Thread the removed lineage back in at new positions.

Mirrors ARG::add.

add_sample(n: Node) None[source]

Register sample node n and update mutation_sites.

approx_sample_recombinations() None[source]

Sample start_times and finalize derived fields for all recombinations.

Mirrors ARG::approx_sample_recombinations / RSP_smc::approx_sample_recombination. Sets source_branch, start_time, then calls _find_target_branch and _find_recomb_info so that merging_branch (used by BSP) is valid.

build_singleton_arg(n: Node) None[source]

Build an ARG containing a single sample node n.

clear_remove_info() None[source]

Reset MCMC working state.

compute_rhos_thetas(r: float, m: float) None[source]

Compute per-bin scaled recombination/mutation rates.

Mirrors ARG::compute_rhos_thetas(double r, double m).

discretize(bin_size: float) None[source]

Build coordinate grid, placing breakpoints at recombinations.

Mirrors ARG::discretize.

get_arg_length() float[source]

Total ARG length (sum of branch_length * genomic_span).

get_check_points() Set[float][source]

Return the set of recombination positions that need sanity checks.

get_index(x: float) int[source]

Return index i such that coordinates[i] <= x < coordinates[i+1].

get_query_node_at(x: float) Node | None[source]
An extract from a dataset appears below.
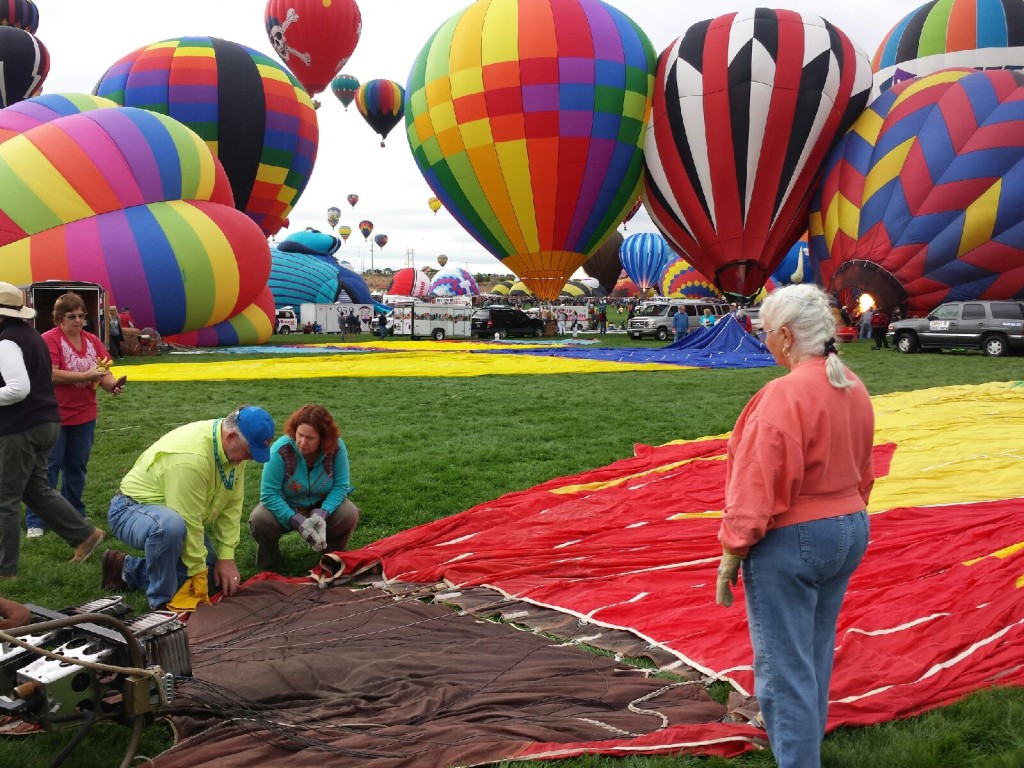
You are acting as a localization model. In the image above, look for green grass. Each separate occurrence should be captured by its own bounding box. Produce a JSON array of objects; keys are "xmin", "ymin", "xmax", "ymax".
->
[{"xmin": 0, "ymin": 335, "xmax": 1024, "ymax": 768}]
Return the query node (lower_node of the removed branch at x).

get_tree_at(x: float) Tree[source]

Return the marginal tree at position x.

Replays all Recombination records with pos <= x.

remove(cut_point: Tuple[float, Branch, float]) None[source]
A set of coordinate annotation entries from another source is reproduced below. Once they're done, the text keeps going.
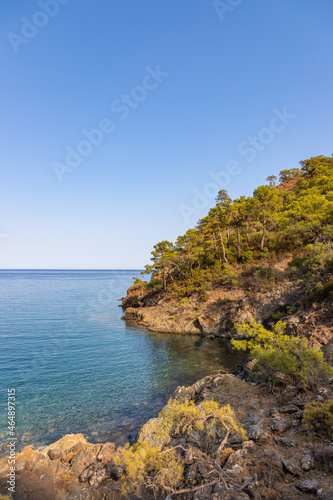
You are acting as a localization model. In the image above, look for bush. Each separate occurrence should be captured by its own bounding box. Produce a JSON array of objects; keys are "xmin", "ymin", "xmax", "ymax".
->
[
  {"xmin": 302, "ymin": 400, "xmax": 333, "ymax": 438},
  {"xmin": 231, "ymin": 320, "xmax": 333, "ymax": 387},
  {"xmin": 241, "ymin": 250, "xmax": 253, "ymax": 264},
  {"xmin": 288, "ymin": 257, "xmax": 306, "ymax": 269},
  {"xmin": 115, "ymin": 401, "xmax": 246, "ymax": 498}
]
Remove a lineage from the ARG.

cut_point = (pos, center_branch, cut_time).

After this call: - self.removed_branches maps positions to the removed branch. - self.joining_branches maps positions to the “joining” branch. - self.start / self.end delimit the affected genomic region. - self.start_tree is the marginal tree at start (minus the cut).

sample_internal_cut() Tuple[float, Branch, float][source]

Sample a random (pos, branch, cut_time) for the next MCMC step.

Mirrors ARG::sample_internal_cut.

The central data structure. An ARG is encoded as a SortedDict[position -> Recombination] with sentinels at position 0 and \(\infty\). Retrieving the marginal tree at position \(x\) is done by replaying all recombinations up to \(x\).

Key operations

remove(cut_point): Extract a lineage from the ARG. Traces the cut branch forward and backward through recombination records, building removed_branches and joining_branches maps. Modifies the recombination records in-place (via Recombination.remove()), re-maps mutations, and updates the start_tree / end_tree.

add(joining_branches, added_branches): Thread a lineage back in. Walks through the added positions, either modifying existing recombination records (via Recombination.add()) or creating new ones. Imputes mutation states for the newly threaded nodes via majority-rule.

get_arg_length(): Total ARG branch length \(= \sum_{\text{trees}} \sum_{\text{branches } b} (t_{\text{upper}}(b) - t_{\text{lower}}(b)) \times \text{genomic span}\). Used by the rescaling step.

approx_sample_recombinations(): After threading, assigns start_time and derived fields to all recombination records by finding the source branch and sampling a recombination time in \([\max(t_c, t_{\text{lower}}), \min(t_{\text{upper}}, t_{\text{inserted}})]\).

sample_internal_cut(): Sample a random (position, branch, time) triple for the next MCMC move. The time is drawn uniformly over the tree height; the branch is the one spanning that time.